THE Tetrarch Stakes is the feature race at the Curragh on Monday and this year the race has been named in honour of my father, Dick McCormick. From Summerhill in Co Meath, he was The Tetrarch’s work rider in 1913 before going on to become a classic-winning trainer in his own right.

Trained in Stockbridge, Hampshire, by Galway man Atty Persse, The Tetrarch only raced at two years and won all seven of his races, with Steve Donoghue on board. According to Donoghue, in his autobiography Donoghue Up, Dick McCormick was “the only other man ever to sit on The Tetrarch’s back long enough to stay there”.

My father honed his riding skills as a 10-year-old in the hunting fields of Co Meath with the Meath and Ward Union Hunts. Having received his early education in Mountbellew Agriculture College, Co Galway from the age of 10 to 14, he found the lure of the horse was more powerful than farming and he signed a five-year apprenticeship with the legendary H.S. ‘Atty’ Persse in Chattis Hill, Stockbridge, Hampshire. Dick would later be promoted to be the trainer’s right-hand man, a position he held for 20 years.

Known as ‘The Spotted Wonder’, The Tetrarch had his most celebrated win in the 1913 Coventry Stakes at Royal Ascot, then run over five furlongs, where he won by an ever-widening 10 lengths. But how good was he really? In Dick’s words “good enough to win the Stewards Cup (at Goodwood) with 9st-7lbs (133 lbs) as a two-year-old.”

Bred by Edward Kennedy at Straffan Stud near Baronrath in Co Kildare, The Tetrarch was owned during his racing career by Major Dermot McCalmont of Ballylinch Stud, a cousin of Persse. The horse only had a short stud career – mostly at Ballylinch – and sired just 130 foals.

Huge influence

However, these foals proved to be hugely influential on the stud book, both in Europe and America. His daughter Mumtaz Mahal became one of the most important broodmares of the 20th century, as ancestress of Nasrullah, Royal Charger and Tudor Minstrel.

This is also the family of 1936 Derby winner Mahmoud (ancestor of leading US sire Tapit), Northern Dancer and Secretariat.

Another daughter, Herodias, imported into the US, became ancestress of Cosmic Bomb, Prince John and Lamb Chop.

When Steve Donoghue started training in 1937, my father fulfilled a long-held promise and became Donoghue’s assistant trainer.
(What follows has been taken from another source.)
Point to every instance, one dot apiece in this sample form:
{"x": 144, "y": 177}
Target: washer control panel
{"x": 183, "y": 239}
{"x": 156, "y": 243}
It was generally recognised that, while Donoghue was the public face, in reality Dick trained the horses.

With the advent of World War II, the stable was dissolved and Dick returned to Ireland where he began to train in his own right for the first time.

In 1944, Dick McCormick trained initially as private trainer to A.P Reynolds in Kildalkey, Co Meath. The partnership won 40 races in three years including the Phoenix Stakes, Beresford Stakes and the Irish Oaks.

On dissolution of this arrangement, Dick moved to the Curragh where he became a public trainer at the famous Co Kildare training facility. During his Irish based training years, 1944 until his death in 1963, Dick McCormick was iconic for training fillies, particularly two-year-olds.

After all, he did win two Phoenix Stakes (otherwise known as the‘1500’), Leopardstown Produce Stakes, Beresford Stakes, three Maher nurseries, Patriotic, Irish Oaks, and Madrid Free Handicap, all with fillies.

Dick also produced a number of high-class apprentices including P.J. Corrigan, P.J. Crosby, J.T. Farrelly and the doyen of them all, P.F. Conlon, who, according to Irish Horse Annual statistics of 1949 (at which time he in the middle of his five year apprenticeship: 1946-1951 to Dick), rode 35 winners (including seven doubles) of such races as the Royal Whip, Maher Nursery, Anglesey Stakes, National Produce Stakes and the Ulster Cambridgeshire.

Notable indeed as ,with 374 flat races open to him, this stood as a post-war record for 27 years and was achieved in the era of Michael Beary, Aubrey Brabazon, Tommy and T.P .Burns, Martin Molony, Liam Ward, Georgie Wells and Morny Wing.